The retear rate of the rotator cuff tendon repair ranges from 5-20% – the larger your tear, the more likely you are to have a retear of your repair. The failure rate after a biceps tenodesis is reported to be between 2-6%; however, in the Sydney Shoulder Unit experience, it is less than 1%.
The rotator cuff tendons are poor in blood supply and generally wear out over time. Tears can be partial thickness or full thickness. If you have a tear in your shoulder tendon then it will not heal by itself.
However, grey hairs and cuff tears do go hand in hand; not all patients with a torn rotator cuff need surgery. If the tendon tear occurs slowly over time then your shoulder will compensate and cope well by using the other tendons and muscles.
If you have an injury or a fall and sustain a large traumatic tear then you may lose shoulder function suddenly. In such cases it is best you consider surgery to reattach the torn tendon sooner.
In wear and tear cases, when the tear becomes very large, your shoulder function may deteriorate and you may need to see a shoulder surgeon. If you have left the tendon tear too long, the rotator cuff muscles may be replaced with fat and waste away; this may mean that reattachment is not possible.
This 48 year old gentleman works as a metal fabricator and presented with several months of new shoulder pain; he was finding it difficult to undertake overhead work and was limited with daily activity around the house.
MRI scans demonstrated a large rotator cuff tear with biceps tendonitis. Given the tear size and limitation in function – he proceeded with surgery.

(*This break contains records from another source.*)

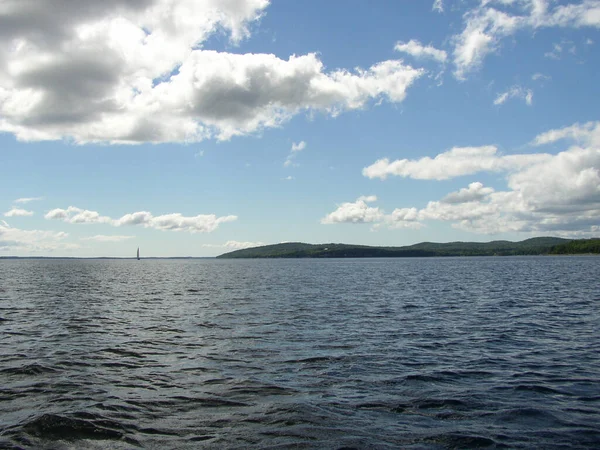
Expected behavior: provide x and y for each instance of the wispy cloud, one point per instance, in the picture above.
(17, 212)
(515, 92)
(28, 199)
(107, 238)
(546, 193)
(296, 148)
(420, 51)
(204, 223)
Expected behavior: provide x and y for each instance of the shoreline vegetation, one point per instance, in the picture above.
(533, 246)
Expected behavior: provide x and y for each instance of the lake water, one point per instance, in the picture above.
(430, 353)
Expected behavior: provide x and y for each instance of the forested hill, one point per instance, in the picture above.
(534, 246)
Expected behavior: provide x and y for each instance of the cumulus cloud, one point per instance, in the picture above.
(123, 71)
(203, 223)
(475, 192)
(296, 148)
(515, 92)
(355, 212)
(17, 212)
(456, 162)
(493, 20)
(546, 193)
(16, 240)
(237, 245)
(77, 215)
(419, 51)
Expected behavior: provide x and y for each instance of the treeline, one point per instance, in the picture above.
(579, 246)
(534, 246)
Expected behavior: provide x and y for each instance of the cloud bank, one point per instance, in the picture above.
(486, 25)
(203, 223)
(546, 193)
(123, 71)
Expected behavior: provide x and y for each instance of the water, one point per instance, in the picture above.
(350, 353)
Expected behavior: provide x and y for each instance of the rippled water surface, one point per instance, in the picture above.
(355, 353)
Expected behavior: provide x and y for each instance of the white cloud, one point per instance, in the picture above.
(586, 134)
(17, 212)
(107, 238)
(419, 51)
(123, 71)
(515, 92)
(77, 215)
(203, 223)
(475, 192)
(16, 240)
(486, 26)
(540, 76)
(296, 148)
(28, 199)
(355, 212)
(235, 245)
(456, 162)
(546, 194)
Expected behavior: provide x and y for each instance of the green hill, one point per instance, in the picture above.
(533, 246)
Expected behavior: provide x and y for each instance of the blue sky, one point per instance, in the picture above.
(192, 128)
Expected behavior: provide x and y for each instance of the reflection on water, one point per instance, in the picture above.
(370, 353)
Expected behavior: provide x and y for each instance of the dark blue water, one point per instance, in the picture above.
(350, 353)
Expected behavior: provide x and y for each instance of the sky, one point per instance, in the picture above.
(197, 127)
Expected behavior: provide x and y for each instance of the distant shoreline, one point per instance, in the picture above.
(529, 247)
(541, 246)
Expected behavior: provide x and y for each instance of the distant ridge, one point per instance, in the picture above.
(533, 246)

He underwent keyhole shoulder surgery to re-anchor the biceps tendon (biceps tenodesis) and repair the rotator cuff (double row repair). An excellent repair was obtained with restoration of the anatomical footprint.
He commenced JPL rehabilitation at 2 weeks post-operatively; and an abduction sling was worn for six weeks in total. Strengthening commenced at 3 months post-surgery.
This 53 year old lady presented with right-sided shoulder pain after injuring her shoulder at work. She underwent a period of rest, cortisone injection and 3 months of physiotherapy without improvement.
After a careful history and examination, an MRI scan was undertaken. The MRI showed a Rotator Cuff Tear with Biceps Tendonitis.
The images taken at surgery (key-hole) demonstrate significant biceps tendonitis with inflammation and thickening of the tendon. The biceps tendon was taken out of the shoulder joint and re-anchored under the arm-pit (biceps tenodesis). The bursitis and bone spur was cleaned out and the rotator cuff tear was repaired with 4 anchors with good compression of the tendon foot-print.
She was discharged home the following day after surgery and placed in a sling for six weeks. She underwent JPL rehab which commenced at two weeks post-surgery. Strengthening commenced at months under the guidance of her physiotherapist.
She no longer has her previous shoulder pain and has good power of her rotator cuff.